僕の知る限り、日本は世界的に見ても“大企業信仰”が非常に強い国です。もしかすると、今この記事を読んでくれている人の中にも「有名大学を卒業し、有名企業に入社すれば、エリートになれる」と考えている人もいるかもしれません。
就活生向けに就職情報サイトを運営している株式会社マイナビの調査によると、学生が企業を選択する際のポイントとして、「安定している会社」が第1位に選ばれたそうです。もちろん、わざわざ安定していない会社に就職したいと考える人は、そう多くないでしょう。僕も学生だったら、「明日潰れる可能性がある会社」には就職したいと思いません。だから、この結果にはある程度納得をしています。
そんな風潮があるからか、入社2~3年目の若いビジネスパーソンの方の中には、「やっぱり大企業に入ればよかった」と思っている人もいるかもしれません。しかし、企業規模だけで、いい会社かどうかを判断することは正しいのでしょうか?

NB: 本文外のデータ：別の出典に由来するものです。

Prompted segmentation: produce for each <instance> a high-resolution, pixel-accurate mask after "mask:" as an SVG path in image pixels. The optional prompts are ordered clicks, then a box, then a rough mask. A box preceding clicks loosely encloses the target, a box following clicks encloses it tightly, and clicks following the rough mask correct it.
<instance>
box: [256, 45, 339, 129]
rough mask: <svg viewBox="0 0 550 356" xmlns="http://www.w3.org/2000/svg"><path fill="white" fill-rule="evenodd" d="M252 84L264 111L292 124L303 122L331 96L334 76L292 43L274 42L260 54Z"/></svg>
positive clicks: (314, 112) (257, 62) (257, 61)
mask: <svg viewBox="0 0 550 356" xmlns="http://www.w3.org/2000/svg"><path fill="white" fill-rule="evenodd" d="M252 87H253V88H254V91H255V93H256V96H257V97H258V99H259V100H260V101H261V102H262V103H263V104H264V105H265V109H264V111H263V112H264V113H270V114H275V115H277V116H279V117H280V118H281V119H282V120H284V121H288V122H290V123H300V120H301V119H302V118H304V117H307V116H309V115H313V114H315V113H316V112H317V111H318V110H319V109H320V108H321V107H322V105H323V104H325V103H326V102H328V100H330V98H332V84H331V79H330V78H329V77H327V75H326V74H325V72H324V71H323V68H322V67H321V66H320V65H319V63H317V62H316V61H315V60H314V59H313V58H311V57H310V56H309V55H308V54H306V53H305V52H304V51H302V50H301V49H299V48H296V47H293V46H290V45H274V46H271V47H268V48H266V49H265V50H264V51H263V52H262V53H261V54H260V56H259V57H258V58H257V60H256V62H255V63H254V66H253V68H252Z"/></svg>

僕は今後、時代の変化に伴い、「いい会社」の定義も変わってくるように思います。
「いい会社に入りさえすれば、一生安泰」は幻想
企業に対する一般的なイメージとして、「企業規模=生命力」という誤解があると思っています。しかし、「大手企業は潰れない」というのは、間違いです。
たしかに、設立間もなくて売り上げも少ない会社を見れば、生命力があるようには見えないと思う方もいるかもしれません。でも、規模の大きな企業だからといって、生命力があるとは限らない。
大手企業が経営危機に陥り、海外の企業の傘下に入ることも少なくありません。海外の超有名企業を市場から撤退させるほどの勢いを持っていた東芝でさえ、現在こそ経営再建に向けた第一歩を踏み出しているものの、つい最近までは経営危機に瀕していました。
これらの例はあくまでワン・オブ・ゼムですが、事実、平成の30年間における上場企業の倒産件数は233件で、平均すると年約7.7件が倒産していることになります。
かつての日本には、「終身雇用」や「年功序列型賃金」という、「いい会社に入りさえすれば、一生安泰」な慣習がありましたが、正直にいって、もはや幻想です。
日系最大手である「トヨタ自動車」の豊田章男社長は、「終身雇用の限界」について言及し、経団連の中西宏明会長は、終身雇用について「制度疲労を起こしている」と発表しています。
近年、日本の経済的躍進を支えてきた大手企業が、大規模なリストラを敢行していることを考えれば、所属する組織に安定を求めることが、いかに残念な考え方であるかがわかると思います。